The independent Commission of Inquiry, established by the U.N. top human rights body last year, plans five days of hearings which it says will be impartial and examine the allegations of both Israelis and Palestinian authorities.
However, Israel said the hearings were convened with little notice and pointed to an “anti-Israel” agenda.
“This (COI) and the convening of these sham trials shame and undermine the Human Rights Council,” it said in a statement issued by its diplomatic mission in Geneva.
A U.N. human rights office has previously dismissed allegations of bias and said Israel had not cooperated with the commission’s work.
The focus of the first set of hearings will be on the closure orders of a number of Palestinian organisations by Israel in August and the killing of the Palestinian-American reporter Shireen Abu Akleh in May.

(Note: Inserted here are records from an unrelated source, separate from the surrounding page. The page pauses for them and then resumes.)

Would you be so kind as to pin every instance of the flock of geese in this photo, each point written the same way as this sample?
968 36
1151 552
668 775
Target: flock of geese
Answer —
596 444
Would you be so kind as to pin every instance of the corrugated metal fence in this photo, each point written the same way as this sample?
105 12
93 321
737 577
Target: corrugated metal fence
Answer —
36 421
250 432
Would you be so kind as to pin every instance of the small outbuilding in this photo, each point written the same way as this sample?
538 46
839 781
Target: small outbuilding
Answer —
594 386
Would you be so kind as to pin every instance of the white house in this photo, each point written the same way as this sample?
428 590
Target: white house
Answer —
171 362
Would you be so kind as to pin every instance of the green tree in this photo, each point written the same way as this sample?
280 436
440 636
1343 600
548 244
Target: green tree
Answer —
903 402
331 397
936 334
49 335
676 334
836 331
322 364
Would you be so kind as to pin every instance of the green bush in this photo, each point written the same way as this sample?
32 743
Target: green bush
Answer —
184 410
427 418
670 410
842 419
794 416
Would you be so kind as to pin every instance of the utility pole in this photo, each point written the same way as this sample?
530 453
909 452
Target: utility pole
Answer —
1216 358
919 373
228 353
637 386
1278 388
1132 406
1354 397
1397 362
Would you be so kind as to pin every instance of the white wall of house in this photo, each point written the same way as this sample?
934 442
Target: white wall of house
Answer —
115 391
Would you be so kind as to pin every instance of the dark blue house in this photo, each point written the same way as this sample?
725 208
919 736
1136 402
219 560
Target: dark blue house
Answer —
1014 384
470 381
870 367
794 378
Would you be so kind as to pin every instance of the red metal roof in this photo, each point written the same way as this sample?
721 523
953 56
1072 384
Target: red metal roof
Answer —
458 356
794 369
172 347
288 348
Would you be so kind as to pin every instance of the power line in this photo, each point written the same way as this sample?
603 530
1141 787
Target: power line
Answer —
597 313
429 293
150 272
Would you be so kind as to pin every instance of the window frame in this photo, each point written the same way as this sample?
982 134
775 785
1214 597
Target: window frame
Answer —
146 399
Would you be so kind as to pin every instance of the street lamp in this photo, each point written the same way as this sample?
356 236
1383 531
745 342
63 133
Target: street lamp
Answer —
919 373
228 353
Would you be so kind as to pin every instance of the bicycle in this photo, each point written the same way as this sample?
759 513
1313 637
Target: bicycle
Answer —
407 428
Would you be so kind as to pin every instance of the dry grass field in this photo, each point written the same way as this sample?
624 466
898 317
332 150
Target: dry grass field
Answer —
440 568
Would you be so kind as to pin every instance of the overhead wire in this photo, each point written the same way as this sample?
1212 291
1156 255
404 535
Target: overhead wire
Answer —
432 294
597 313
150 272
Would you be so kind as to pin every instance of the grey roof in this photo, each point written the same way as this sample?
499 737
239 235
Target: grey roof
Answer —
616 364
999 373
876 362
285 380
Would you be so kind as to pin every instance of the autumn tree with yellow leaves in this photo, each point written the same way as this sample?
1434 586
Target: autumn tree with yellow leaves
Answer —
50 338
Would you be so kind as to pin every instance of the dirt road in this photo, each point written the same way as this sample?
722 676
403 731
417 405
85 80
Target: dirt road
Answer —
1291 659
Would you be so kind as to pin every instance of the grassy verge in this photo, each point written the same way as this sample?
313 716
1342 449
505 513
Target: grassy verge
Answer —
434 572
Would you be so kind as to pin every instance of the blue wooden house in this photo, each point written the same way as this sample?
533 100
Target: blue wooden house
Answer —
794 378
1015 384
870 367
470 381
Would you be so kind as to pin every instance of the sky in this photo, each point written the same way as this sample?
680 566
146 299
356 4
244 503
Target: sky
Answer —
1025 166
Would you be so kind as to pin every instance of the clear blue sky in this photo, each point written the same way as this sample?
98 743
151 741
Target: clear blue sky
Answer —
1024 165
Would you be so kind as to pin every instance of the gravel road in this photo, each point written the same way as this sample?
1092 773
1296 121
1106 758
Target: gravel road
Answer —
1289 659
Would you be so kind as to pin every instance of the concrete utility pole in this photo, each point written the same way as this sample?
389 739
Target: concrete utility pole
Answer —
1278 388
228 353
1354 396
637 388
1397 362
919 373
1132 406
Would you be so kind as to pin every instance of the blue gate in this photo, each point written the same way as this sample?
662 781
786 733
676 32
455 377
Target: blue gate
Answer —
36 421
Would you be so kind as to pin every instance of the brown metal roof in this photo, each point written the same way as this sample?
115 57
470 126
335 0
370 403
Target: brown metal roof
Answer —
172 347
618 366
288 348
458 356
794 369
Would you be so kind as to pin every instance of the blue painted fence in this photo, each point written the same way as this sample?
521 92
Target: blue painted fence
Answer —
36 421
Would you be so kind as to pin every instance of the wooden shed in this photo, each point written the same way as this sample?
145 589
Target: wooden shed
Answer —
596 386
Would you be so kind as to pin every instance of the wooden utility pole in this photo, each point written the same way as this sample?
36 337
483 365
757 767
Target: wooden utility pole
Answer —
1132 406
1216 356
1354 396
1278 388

The U.N. rights office has said its findings suggest that she was killed by Israeli forces while an Israeli investigation concluded she was likely to have been unintentionally shot by an Israeli soldier.
On the first day, three representatives from shuttered Palestinian non-governmental organisations will testify.
Neither the hearings nor the U.N. Human Rights Council have any legal powers. But investigations launched by the council are sometimes used as evidence before national or international courts.
Besides Israel, its ally the United States has criticised the U.N. Human Rights Council for what it has described as a “chronic bias” against Israel. It quit the body over this in 2018 and only fully rejoined this year.
The three-member COI was created after the 11-day conflict in May, 2021 during which 250 Gaza Palestinians and 13 people in Israel died. The inquiry mandate includes alleged human rights abuses before and after that and seeks to investigate the root causes of the tensions.